The harshness of these rules has been tempered by statutes, which conferred reciprocal rights of inheritance upon mother and child, and required some monetary contribution from the father upon proof of his identity.
The present statute as to inheritance rights of illegitimate children is in Section 163 of Chap. 3, Ill. Rev. Stat. It may be noted that the general section "162" includes "parents" as heirs, absent certain other kin, while this special section as to illegitimates, substitutes the word "mother" for "parents." The concluding sentence gives a limited status as to the father, as follows:
"An illegitimate child, whose parents have intermarried and whose father has acknowledged him or her as his child, shall be considered legitimate."
It may be further observed that in 1957 the legislature adopted the Paternity Act (Chap. 106 3/4 Ill. Rev. Stat.) which requires the identified father to support the child until eighteen years of age. This statute eliminates the use of such words as "bastard", and does not even classify children as illegitimate, nor use the word, except to disclaim any change in that status except as expressly provided in the act.
It is therefore, clear that the legislature has enacted laws for the express purpose of applying its regulatory powers to the child born out of wedlock. It is the province of the courts to interpret statutes, and to give effect to the intention it finds. It is not the province of the courts to amend substantive law either by denying its application to situations clearly included, or by extending it to situations clearly not included.
Under existing statutory law the illegitimate child may inherit from its father if, (1) the parents are identified, (2) they intermarry, and (3) the father acknowledges the child as his. Since plaintiff's mother was never married to the deceased father, plaintiff does not meet the requirements. Miller v. Pennington, 218 Ill. 220, 75 N.E. 919; Brainard v. Brainard, 373 Ill. 459, 26 N.E.2d 856.

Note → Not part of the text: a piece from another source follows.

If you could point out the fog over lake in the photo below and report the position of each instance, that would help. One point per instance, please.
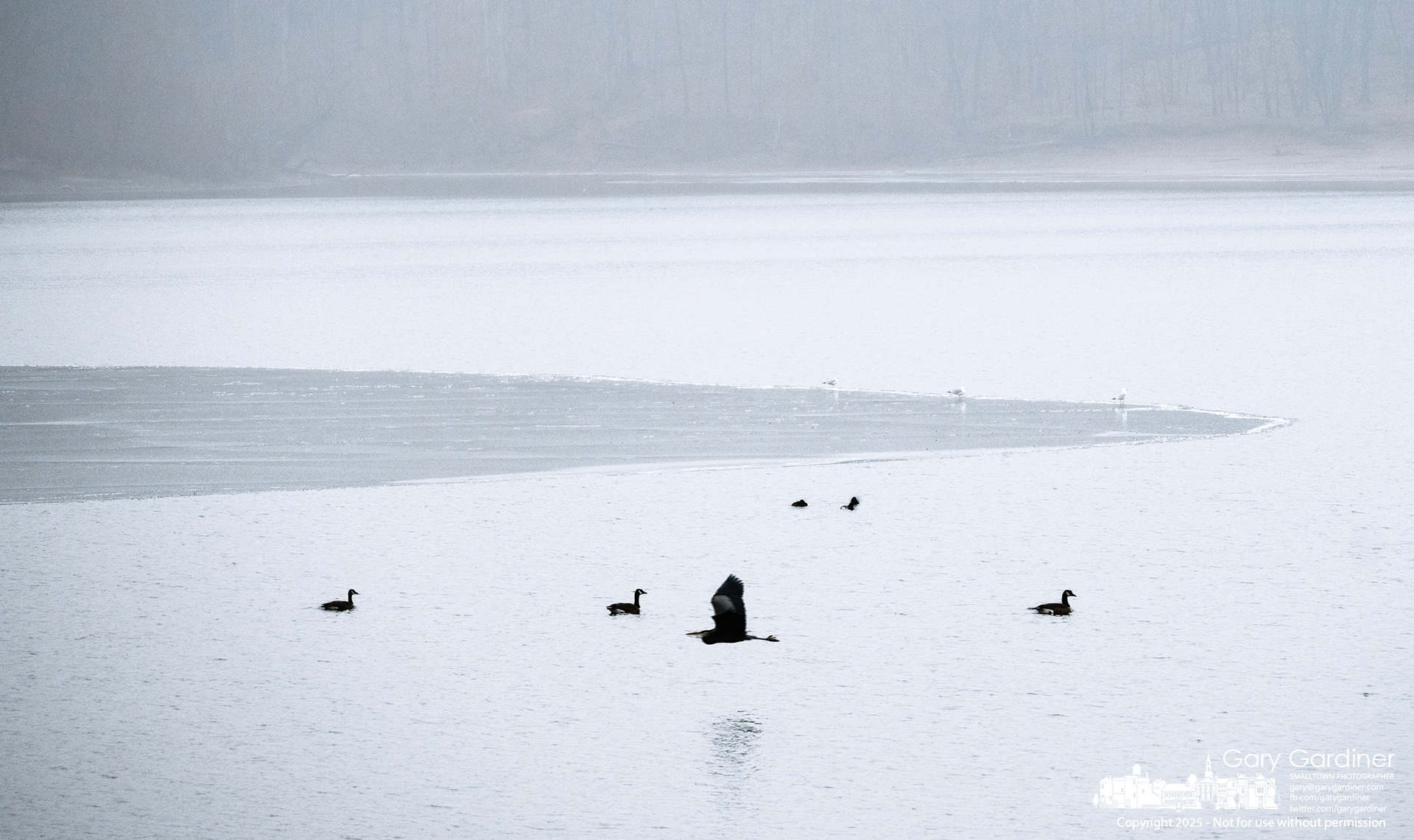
(167, 671)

Plaintiff's counsel strongly contends that the principle of stare decisis should not prevent a court from rectifying an unjust ruling. The argument is valid as to common law decisions, which are really judge-made law, and occasions do arise in which a court properly finds that some prior decision was illogical, or that the reasoning is no longer valid under changed conditions.

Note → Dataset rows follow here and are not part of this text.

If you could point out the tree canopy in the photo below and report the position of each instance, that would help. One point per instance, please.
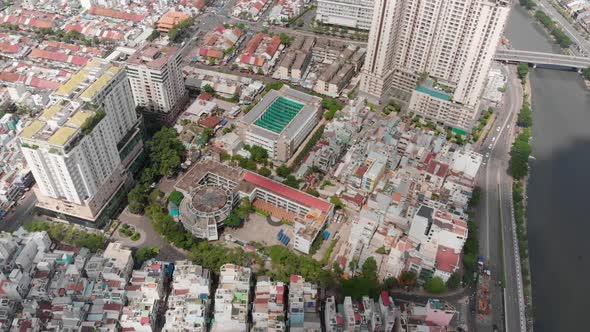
(435, 285)
(165, 152)
(176, 197)
(519, 155)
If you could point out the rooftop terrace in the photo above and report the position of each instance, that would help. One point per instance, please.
(279, 114)
(91, 79)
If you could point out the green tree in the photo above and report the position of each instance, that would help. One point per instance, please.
(519, 155)
(454, 281)
(390, 283)
(435, 286)
(258, 153)
(176, 197)
(165, 152)
(178, 31)
(137, 198)
(154, 35)
(145, 253)
(233, 221)
(525, 116)
(284, 171)
(274, 86)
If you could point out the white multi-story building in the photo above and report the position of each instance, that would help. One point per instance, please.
(356, 14)
(72, 148)
(435, 54)
(232, 299)
(189, 301)
(280, 122)
(156, 81)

This function of the courts must be carefully restricted when the legislature has spoken on the subject. Every session receives a flood of bills designed to correct what the sponsors deem to be injustices in existing law. As the elected representatives of the people, it is the function of the General Assembly to consider the supposed defects. When it does not enact changes in statutory law, after ample opportunity to do so, and after the courts have spoken, this is an indication the legislative intent is correctly interpreted. In re Estate of Quinn, 283 Ill. App. 597; 50 Am. Jur. Statutes, Sec. 326.

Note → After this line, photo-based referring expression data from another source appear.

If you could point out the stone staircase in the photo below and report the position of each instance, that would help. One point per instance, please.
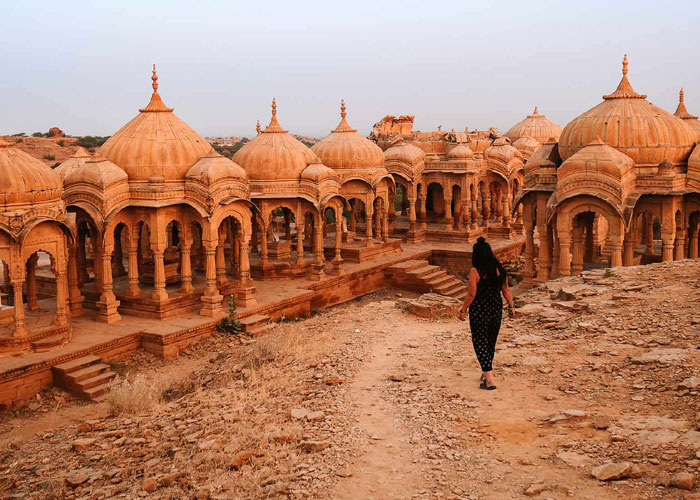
(421, 276)
(255, 325)
(86, 377)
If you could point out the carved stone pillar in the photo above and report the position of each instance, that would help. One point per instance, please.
(134, 289)
(564, 255)
(76, 298)
(300, 244)
(338, 259)
(20, 328)
(186, 266)
(61, 317)
(32, 299)
(108, 303)
(245, 292)
(211, 299)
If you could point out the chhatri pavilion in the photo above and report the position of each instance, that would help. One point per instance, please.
(621, 176)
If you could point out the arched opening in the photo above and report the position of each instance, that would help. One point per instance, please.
(435, 202)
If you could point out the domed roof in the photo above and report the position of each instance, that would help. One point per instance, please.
(97, 171)
(460, 152)
(274, 154)
(629, 123)
(156, 143)
(501, 150)
(691, 121)
(24, 179)
(403, 151)
(527, 146)
(317, 172)
(73, 163)
(214, 168)
(599, 170)
(536, 126)
(344, 148)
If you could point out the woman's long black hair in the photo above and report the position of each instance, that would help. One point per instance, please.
(490, 270)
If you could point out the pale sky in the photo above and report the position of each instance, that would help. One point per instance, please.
(85, 66)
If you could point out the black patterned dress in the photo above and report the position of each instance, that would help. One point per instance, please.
(485, 313)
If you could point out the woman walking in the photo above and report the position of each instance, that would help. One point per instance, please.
(487, 281)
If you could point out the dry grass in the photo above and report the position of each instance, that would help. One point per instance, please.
(135, 396)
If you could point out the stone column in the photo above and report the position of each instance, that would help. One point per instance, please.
(108, 303)
(221, 279)
(32, 299)
(211, 299)
(577, 251)
(300, 243)
(616, 255)
(61, 298)
(628, 249)
(76, 298)
(338, 259)
(564, 255)
(528, 268)
(693, 243)
(245, 292)
(679, 253)
(544, 255)
(448, 212)
(20, 328)
(423, 213)
(369, 211)
(186, 266)
(134, 289)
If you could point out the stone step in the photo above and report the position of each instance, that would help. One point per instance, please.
(95, 381)
(76, 364)
(250, 323)
(47, 343)
(85, 373)
(100, 390)
(422, 271)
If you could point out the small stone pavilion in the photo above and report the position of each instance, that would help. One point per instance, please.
(621, 185)
(33, 222)
(456, 186)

This case presents a cogent example: If the legislature had never entered this field, it is probable that the courts would have ameliorated some of the rigors of the common law. But even in that conception, it may be doubted that the courts would alter the law of descent. There are too many problems of effective date and ex-post facto application of the law.
The plaintiff's father may have lived in the belief that the laws of descent were satisfactory and so he died intestate. The courts are now asked to change the law after his death and divert his estate in a manner differing from that which he is presumed to have known to be the law.
The trial judges ruled in accordance with established law. Whether that law should, or could properly, be changed, is a question for the legislature, and this court declines to usurp that function. The judgment of the Circuit Court is affirmed.
CULBERTSON, P.J. and HOFFMAN, J., concur.